One day after President Obama stated that the various parties have come closer than ever to finding common ground in the struggle to reform health insurance, the health insurance industry issued a report warning that such legislation would raise the cost of a family's health insurance by an additional $1,700 per year in 2013. This was after months of working behind the scenes to help shape the legislation.
The insurers have shown their true colors, and we can no longer afford to cover them. I propose that we have a health insurance strike.
My model for this strike is the rent strike, during which tenants of buildings owned by bad landlords pay their rent into an escrow account until the issue prompting the strike is resolved.

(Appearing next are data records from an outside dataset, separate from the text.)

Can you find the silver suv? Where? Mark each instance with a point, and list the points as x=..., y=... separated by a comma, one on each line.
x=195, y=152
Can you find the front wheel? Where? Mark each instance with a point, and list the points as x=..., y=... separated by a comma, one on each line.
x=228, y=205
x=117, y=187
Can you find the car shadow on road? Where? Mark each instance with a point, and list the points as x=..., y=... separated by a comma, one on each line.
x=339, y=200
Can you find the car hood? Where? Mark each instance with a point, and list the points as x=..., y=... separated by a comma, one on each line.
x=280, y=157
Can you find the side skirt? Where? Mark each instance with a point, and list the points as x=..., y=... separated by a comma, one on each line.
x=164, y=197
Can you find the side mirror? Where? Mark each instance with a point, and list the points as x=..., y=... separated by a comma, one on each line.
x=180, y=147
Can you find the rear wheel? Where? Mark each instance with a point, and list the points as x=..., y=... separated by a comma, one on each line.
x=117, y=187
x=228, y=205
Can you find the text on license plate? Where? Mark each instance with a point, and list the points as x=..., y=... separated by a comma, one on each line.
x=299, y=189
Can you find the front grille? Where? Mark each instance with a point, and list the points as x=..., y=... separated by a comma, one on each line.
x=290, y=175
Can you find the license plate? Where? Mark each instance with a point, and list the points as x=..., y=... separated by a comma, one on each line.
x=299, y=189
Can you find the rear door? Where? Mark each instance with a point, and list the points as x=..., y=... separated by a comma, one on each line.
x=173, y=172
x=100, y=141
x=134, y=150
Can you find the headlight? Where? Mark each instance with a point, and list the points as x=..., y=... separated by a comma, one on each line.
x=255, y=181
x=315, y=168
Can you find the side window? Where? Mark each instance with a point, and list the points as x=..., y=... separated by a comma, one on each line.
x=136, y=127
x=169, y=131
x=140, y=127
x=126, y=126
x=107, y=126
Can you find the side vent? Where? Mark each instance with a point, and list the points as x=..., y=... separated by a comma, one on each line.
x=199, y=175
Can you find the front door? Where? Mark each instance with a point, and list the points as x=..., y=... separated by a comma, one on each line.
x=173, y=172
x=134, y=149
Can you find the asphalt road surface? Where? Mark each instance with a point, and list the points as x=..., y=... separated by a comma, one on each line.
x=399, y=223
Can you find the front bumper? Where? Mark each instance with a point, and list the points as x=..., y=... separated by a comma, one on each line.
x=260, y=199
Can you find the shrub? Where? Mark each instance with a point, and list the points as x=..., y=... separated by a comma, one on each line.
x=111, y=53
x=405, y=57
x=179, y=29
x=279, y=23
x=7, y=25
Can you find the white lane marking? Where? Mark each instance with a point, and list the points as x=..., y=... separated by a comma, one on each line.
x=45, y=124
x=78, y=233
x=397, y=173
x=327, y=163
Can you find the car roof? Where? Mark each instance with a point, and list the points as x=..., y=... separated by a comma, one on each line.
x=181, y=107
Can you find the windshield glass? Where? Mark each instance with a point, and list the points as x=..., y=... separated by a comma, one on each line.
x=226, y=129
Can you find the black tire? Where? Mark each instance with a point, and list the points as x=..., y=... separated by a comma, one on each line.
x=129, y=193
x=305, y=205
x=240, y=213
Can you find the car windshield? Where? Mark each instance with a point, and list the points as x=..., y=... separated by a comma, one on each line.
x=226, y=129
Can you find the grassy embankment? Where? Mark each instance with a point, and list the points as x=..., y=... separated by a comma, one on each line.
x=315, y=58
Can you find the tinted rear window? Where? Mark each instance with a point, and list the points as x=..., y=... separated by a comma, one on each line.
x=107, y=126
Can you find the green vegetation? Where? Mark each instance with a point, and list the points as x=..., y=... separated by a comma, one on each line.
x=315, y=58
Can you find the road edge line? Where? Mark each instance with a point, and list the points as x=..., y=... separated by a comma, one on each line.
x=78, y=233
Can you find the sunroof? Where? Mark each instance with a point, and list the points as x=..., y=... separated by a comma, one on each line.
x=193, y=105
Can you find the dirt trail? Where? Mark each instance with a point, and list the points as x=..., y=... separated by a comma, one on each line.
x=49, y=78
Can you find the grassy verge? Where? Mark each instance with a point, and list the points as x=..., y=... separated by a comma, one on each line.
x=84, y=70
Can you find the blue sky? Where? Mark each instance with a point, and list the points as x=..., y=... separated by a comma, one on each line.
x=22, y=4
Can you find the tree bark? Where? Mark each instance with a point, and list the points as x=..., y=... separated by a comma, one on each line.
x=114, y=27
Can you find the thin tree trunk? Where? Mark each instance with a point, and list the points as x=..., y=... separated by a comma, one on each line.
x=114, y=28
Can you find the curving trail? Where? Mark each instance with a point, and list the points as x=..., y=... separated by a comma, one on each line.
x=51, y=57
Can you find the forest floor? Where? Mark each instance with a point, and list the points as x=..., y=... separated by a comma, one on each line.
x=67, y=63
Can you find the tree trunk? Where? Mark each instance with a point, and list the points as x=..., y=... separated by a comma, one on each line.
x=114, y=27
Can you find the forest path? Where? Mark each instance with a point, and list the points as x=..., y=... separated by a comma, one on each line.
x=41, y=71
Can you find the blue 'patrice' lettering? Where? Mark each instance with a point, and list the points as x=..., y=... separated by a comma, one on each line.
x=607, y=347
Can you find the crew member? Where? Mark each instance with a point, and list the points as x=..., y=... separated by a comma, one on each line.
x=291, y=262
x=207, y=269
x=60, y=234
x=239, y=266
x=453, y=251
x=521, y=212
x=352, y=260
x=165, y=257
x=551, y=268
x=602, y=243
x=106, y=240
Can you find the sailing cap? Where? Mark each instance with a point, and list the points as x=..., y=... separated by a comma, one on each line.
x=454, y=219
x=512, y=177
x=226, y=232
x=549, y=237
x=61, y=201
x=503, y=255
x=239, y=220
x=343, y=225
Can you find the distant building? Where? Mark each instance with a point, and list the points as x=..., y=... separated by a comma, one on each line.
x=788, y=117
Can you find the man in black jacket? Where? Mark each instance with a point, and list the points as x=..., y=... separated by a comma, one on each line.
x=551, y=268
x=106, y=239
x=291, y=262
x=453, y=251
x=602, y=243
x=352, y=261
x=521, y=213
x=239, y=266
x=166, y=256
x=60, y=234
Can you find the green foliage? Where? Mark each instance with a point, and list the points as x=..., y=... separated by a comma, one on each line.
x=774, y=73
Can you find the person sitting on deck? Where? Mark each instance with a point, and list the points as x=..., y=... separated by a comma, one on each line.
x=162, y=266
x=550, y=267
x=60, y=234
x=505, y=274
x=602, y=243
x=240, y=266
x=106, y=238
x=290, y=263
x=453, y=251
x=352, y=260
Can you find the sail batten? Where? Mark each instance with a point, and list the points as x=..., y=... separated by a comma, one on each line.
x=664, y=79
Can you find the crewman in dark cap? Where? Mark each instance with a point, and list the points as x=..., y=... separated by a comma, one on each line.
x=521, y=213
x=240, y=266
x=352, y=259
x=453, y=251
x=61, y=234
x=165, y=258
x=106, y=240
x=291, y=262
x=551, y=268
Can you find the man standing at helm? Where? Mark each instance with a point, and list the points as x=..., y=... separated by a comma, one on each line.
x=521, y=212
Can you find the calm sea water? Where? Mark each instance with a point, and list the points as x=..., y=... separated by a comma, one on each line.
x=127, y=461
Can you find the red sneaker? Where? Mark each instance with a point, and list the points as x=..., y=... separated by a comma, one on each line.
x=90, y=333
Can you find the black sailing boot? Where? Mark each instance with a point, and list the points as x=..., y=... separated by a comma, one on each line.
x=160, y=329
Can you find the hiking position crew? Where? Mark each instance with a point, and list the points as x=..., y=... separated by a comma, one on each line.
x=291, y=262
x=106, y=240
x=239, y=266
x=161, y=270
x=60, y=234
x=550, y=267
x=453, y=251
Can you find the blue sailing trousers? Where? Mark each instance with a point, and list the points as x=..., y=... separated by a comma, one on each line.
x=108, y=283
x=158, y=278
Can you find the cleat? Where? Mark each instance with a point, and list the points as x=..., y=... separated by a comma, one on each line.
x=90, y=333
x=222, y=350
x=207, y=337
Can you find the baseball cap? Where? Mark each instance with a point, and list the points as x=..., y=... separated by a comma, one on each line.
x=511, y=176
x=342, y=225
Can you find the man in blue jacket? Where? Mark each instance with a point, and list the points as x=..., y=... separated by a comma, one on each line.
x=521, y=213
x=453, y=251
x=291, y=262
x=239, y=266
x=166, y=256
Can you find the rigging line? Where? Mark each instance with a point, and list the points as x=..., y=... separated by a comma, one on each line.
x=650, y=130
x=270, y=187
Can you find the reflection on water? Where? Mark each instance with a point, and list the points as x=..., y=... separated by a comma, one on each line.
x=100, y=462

As I am not a lawyer or an organizer, I don't know what needs to be done in reality to make this work. Conceptually, each insurance company's subscribers would ban together and pay their premiums into an escrow account until a system of universal care with no denial of service is agreed upon.
Obviously, a lot of issues would have to be thought through, most especially what would happen when someone who has been paying into the escrow fund needs medical care. I'm not capable of thinking that through, but I do know that I would love to see how the insurance companies and their lackeys in congress would react to millions of people and businesses withholding their premiums from the health insurance vampires who are sucking us dry.
Perhaps they would start working for us for a change.